French inmates who have been sentenced to less than two years in prison will be released three months early in order to ease concerns of prison overcrowding, French newspaper Le Figaro reported on Tuesday.
The move by the French Ministry of Justice means that, since Jan. 1 of this year, criminals are free to leave prison three months earlier than their sentence ordered, provided they have been sentenced to less than two years in prison and have appropriate accommodation.
The early release will not apply to those convicted of domestic violence, sexual offenses such as rape and sexual assault, or offenses against minors under the age of 15. It will mean, however, that convicted drug traffickers, robbers and thieves, and violent criminals will be free to roam French streets earlier.
The new policy has enraged magistrates concerned about repeat offenders; they insist the lengths of sentences they hand down to criminals are for a good reason.
“We did not become judges to be robots who sign papers without appreciation. If the legislator wants to empty the prisons, he does not need us to do it,” said one magistrate cited by Le Figaro. The judge warned it was only a matter of time before the policy is shown to fail by an inmate who re-offends when they should still be behind bars.
[pp id=54596]
Another judge from the Paris region questioned how the policy will look to criminals from a deterrent perspective.

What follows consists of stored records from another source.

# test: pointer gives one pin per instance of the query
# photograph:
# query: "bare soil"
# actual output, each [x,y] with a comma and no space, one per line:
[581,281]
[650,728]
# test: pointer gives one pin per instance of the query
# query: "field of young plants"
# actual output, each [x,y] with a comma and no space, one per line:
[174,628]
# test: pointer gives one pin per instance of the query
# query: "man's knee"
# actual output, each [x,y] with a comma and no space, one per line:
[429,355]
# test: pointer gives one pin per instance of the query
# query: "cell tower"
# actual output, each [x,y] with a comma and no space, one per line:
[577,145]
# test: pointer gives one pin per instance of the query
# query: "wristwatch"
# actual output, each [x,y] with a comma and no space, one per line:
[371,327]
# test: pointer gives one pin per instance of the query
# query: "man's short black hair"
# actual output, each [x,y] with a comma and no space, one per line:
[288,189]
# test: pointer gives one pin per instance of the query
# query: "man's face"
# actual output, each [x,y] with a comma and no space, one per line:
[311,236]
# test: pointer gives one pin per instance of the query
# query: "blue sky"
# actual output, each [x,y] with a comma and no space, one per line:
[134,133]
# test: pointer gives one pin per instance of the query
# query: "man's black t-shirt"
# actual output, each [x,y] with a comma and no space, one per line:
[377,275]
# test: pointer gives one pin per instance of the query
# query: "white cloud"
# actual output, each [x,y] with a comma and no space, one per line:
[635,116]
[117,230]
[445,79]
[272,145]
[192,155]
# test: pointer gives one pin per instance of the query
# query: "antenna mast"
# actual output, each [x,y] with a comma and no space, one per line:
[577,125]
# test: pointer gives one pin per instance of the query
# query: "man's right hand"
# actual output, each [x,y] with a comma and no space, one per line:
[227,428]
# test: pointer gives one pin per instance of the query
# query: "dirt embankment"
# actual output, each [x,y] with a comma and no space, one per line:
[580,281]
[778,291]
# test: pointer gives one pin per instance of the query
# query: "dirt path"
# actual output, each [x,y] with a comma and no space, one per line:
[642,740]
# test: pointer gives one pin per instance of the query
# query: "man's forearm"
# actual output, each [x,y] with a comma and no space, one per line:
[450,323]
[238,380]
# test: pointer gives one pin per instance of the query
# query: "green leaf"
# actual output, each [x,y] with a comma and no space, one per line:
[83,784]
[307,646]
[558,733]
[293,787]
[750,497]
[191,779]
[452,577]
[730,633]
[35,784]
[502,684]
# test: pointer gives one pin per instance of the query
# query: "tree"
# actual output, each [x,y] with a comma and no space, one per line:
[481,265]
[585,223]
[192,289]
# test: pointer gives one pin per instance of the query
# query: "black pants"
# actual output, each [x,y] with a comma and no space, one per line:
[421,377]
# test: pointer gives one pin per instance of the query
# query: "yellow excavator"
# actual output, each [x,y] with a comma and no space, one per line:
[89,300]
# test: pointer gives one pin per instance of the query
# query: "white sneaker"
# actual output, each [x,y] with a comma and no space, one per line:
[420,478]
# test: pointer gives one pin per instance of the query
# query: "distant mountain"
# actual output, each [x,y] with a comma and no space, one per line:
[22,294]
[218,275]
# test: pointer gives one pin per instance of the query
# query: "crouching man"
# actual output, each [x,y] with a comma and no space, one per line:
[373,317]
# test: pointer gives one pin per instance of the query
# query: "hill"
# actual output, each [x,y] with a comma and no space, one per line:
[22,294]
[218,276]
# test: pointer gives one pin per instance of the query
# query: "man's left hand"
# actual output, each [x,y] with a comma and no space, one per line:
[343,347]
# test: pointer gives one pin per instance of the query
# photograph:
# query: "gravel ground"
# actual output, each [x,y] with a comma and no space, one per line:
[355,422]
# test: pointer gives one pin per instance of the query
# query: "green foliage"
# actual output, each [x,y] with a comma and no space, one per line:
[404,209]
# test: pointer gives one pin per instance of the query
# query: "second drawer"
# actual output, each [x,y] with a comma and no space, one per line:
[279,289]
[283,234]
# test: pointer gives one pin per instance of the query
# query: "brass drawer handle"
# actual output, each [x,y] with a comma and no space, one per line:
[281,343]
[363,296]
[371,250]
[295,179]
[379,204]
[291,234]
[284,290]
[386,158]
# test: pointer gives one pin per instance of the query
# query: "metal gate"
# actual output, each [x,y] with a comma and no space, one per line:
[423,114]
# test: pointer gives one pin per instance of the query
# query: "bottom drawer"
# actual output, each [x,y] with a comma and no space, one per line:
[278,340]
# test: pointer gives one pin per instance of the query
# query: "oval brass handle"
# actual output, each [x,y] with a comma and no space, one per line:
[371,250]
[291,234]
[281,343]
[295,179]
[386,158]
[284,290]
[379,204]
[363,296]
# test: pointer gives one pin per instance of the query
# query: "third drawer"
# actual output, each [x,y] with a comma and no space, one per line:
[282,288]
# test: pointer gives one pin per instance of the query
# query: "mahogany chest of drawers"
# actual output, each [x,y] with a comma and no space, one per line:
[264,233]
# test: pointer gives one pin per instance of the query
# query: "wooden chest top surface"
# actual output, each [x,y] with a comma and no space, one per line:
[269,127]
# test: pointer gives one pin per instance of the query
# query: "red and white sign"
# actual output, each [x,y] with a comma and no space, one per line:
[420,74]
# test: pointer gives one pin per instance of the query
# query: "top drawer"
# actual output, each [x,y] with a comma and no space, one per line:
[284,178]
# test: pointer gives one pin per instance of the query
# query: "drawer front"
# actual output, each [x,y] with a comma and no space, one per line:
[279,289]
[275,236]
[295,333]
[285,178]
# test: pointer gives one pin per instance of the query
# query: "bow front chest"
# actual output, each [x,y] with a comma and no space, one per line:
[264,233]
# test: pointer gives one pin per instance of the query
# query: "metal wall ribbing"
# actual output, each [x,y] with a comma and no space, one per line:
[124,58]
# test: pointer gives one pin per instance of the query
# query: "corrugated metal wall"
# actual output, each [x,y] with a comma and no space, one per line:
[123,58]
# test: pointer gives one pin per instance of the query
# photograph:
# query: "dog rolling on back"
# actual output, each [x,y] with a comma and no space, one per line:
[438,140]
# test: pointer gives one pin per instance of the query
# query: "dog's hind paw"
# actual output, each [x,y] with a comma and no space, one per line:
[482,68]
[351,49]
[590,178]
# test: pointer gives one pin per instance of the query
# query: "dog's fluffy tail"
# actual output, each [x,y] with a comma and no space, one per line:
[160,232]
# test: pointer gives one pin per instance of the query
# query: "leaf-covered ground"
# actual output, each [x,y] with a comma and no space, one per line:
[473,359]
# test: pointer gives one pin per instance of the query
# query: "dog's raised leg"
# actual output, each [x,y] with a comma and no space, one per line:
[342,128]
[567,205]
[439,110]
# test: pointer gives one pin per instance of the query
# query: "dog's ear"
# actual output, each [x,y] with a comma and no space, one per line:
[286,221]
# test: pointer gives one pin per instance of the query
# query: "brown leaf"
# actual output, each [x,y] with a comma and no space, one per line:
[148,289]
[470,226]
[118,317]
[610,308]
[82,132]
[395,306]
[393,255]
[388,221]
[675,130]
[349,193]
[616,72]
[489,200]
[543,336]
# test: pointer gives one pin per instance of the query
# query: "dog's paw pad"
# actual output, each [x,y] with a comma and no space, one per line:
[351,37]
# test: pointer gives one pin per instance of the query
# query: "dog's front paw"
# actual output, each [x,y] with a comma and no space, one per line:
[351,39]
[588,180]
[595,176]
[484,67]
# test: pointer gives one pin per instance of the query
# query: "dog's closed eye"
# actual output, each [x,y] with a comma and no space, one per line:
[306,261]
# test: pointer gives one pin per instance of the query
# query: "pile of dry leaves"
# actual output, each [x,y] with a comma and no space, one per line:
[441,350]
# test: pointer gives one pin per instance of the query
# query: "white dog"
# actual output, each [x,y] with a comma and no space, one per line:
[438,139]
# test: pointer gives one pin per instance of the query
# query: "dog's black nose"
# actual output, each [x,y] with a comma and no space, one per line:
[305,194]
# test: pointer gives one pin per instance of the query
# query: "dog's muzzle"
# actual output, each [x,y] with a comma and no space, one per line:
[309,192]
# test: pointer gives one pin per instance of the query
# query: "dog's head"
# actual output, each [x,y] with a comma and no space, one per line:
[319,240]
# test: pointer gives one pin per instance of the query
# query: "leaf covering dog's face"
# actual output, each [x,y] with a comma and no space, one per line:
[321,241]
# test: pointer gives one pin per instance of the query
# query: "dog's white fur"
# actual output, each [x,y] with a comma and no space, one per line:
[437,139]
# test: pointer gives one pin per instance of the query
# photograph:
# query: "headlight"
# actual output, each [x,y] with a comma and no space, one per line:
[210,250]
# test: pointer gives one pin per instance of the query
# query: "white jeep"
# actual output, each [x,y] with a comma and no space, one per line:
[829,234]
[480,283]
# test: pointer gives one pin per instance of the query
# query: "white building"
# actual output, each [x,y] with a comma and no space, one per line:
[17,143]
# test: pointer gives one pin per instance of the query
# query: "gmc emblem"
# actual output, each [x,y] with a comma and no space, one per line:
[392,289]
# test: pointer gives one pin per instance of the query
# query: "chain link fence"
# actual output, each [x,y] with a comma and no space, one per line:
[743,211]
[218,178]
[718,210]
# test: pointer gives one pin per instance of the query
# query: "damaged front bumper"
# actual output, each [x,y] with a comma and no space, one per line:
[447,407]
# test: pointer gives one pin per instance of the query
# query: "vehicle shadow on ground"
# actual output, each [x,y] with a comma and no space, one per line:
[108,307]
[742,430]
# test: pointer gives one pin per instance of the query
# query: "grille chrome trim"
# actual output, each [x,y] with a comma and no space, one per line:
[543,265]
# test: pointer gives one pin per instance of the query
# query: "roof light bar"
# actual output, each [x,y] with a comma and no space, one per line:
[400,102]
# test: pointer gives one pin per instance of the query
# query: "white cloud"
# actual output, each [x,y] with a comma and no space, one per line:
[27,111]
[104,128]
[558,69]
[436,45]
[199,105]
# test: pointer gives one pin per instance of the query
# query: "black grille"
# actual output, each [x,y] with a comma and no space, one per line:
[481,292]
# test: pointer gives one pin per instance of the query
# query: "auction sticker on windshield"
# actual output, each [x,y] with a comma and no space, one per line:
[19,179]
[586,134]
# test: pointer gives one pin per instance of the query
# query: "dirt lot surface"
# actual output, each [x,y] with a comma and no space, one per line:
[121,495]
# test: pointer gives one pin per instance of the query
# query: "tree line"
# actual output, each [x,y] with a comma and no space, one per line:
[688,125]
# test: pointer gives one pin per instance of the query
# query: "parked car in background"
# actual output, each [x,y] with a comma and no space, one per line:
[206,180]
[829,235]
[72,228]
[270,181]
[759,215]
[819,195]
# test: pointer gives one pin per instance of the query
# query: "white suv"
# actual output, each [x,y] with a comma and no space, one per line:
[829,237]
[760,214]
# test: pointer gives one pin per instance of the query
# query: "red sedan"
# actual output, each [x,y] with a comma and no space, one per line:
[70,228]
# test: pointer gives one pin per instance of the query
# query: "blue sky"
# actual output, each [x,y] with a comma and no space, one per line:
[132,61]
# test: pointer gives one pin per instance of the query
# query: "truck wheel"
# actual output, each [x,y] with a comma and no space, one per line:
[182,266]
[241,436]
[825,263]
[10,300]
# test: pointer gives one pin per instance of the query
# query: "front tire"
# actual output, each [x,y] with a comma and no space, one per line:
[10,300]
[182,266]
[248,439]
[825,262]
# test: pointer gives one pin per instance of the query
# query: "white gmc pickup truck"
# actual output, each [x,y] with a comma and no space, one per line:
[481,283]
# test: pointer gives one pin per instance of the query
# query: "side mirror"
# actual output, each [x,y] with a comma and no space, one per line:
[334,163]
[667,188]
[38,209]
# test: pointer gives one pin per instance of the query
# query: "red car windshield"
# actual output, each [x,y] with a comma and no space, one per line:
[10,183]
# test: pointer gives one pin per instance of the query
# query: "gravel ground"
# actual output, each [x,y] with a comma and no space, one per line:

“You see how we are going to be considered by our drug traffickers who repeat offenses with a vengeance,” he told the French newspaper. He suggested the policy was doomed to fail and magistrates may feel inclined to “increase the penalties” they hand down to criminals so as to render the reduction obsolete.
The policy comes after French Ministry of Justice statistics published late last year revealed French prisons have reached record levels of inmates with more than 72,000 convicts behind bars.
The issue facing the French government is that the country’s official prison capacity is 60,700 places, meaning an overcrowding issue of 20 percent.
In October last year, French President Emmanuel Macron admitted half of the crimes in Paris are committed by “foreigners in an irregular situation or awaiting asylum approval.” He, however, refused to make an “existential link between immigration and insecurity.”